- VCD cover
- Directed by: V. S. Reddy
- Written by: A. Karunakaran
- Based on: Tholi Prema (Telugu)(1998)
- Produced by: G. V. G. Raju
- Starring: V. Ravichandran Rachana Banerjee Nagesh Suman Nagarkar
- Cinematography: G. S. V. Seetharam
- Edited by: Shyam Yadav
- Music by: V. Ravichandran
- Production company: S S C Arts
- Release date: 12 May 2000;
- Running time: 142 minutes
- Country: India
- Language: Kannada

= Preethsu Thappenilla =

Preethsu Thappenilla is a 2000 Indian Kannada-language romantic comedy film directed by V. S. Reddy and produced by GVG Raju. The film stars V. Ravichandran, Rachana Banerjee and Nagesh in the leading roles.

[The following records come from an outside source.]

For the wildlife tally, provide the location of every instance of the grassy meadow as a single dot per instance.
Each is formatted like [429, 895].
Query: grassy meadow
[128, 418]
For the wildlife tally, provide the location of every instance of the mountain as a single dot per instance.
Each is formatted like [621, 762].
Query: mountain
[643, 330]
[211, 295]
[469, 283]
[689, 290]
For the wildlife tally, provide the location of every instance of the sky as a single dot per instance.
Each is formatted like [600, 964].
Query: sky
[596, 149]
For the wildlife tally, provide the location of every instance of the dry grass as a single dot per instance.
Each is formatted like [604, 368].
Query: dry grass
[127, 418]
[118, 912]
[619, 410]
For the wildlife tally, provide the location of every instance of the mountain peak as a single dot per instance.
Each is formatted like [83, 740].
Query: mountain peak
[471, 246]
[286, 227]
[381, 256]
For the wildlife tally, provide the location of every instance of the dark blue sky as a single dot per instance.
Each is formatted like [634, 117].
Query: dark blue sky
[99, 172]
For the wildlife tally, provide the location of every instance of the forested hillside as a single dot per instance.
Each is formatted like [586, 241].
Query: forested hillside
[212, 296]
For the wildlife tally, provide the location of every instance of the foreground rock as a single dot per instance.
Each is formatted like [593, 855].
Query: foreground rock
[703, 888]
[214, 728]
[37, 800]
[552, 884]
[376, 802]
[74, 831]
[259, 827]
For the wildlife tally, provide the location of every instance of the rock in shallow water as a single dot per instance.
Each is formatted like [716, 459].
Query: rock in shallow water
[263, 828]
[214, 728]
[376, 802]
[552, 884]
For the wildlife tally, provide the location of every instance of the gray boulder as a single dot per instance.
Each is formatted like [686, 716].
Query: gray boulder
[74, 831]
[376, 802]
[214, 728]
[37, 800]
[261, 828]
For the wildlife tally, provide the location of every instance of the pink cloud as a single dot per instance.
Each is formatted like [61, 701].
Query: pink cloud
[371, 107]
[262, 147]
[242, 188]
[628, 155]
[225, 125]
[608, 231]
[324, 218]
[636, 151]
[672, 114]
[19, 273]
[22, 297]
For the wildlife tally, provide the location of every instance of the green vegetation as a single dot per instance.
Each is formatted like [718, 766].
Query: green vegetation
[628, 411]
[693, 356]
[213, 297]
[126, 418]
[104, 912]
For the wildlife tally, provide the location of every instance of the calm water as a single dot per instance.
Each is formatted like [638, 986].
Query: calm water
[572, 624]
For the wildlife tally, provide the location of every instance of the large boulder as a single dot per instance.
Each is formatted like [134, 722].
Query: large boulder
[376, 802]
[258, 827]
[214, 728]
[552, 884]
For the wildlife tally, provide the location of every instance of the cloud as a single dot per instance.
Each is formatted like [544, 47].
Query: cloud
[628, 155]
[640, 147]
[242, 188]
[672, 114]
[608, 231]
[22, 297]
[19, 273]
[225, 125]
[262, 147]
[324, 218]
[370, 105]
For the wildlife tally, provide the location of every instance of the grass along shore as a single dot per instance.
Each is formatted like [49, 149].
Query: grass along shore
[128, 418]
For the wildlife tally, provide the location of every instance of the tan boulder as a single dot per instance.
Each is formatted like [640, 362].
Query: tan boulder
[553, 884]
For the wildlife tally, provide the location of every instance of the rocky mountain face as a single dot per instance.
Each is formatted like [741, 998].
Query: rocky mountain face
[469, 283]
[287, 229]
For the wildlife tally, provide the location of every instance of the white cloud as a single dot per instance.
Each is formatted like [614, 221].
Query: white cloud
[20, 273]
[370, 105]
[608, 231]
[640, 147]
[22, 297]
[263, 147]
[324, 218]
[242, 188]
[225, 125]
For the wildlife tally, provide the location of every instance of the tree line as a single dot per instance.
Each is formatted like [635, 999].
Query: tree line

The film was a remake of Telugu film Tholi Prema (1998) directed by A. Karunakaran which won the National Film Award for Best Feature Film in Telugu. The music was composed and lyrics written by Ravichandran.

== Soundtrack ==
The music was composed and lyrics written by V. Ravichandran. A total of five tracks have been composed for the film and the audio rights brought by Lahari Music.

Track listing
| No. | Title | Singer(s) | Length |
|---|---|---|---|
| 1. | "Oho Tirupathi Thimmappa" | Suresh Peters, L. N. Shastry |  |
| 2. | "Hehe Oho" | S. P. Balasubrahmanyam, Ramesh Chandra, L. N. Shastry, Suma Shastry |  |
| 3. | "Nee Yaarele" | Hariharan |  |
| 4. | "I Love You Feeling" | S. P. Balasubrahmanyam, Malgudi Subha |  |
| 5. | "Oh Nannavalu Green Signal" | S. P. Balasubrahmanyam, Suma Shastry |  |

==Reception==
Indiainfo wrote "Good performance, photography and foot-tapping music go a long way in making this movie a good family entertainer. It is definitely worth a dekko. Director V S Reddy, who has successfully tried a series of subjects in Telugu and Tamil, has done his job well. If one ignores the regular ingredients, this film, a remake of Telugu hit Tholi Prema, on the whole is an entertaining film". Go4i wrote "A remake of Telugu hit Tholi Prema, the film is very interesting in bits and pieces, specially being a clean straightforward entertainer, it makes for great entire family viewing".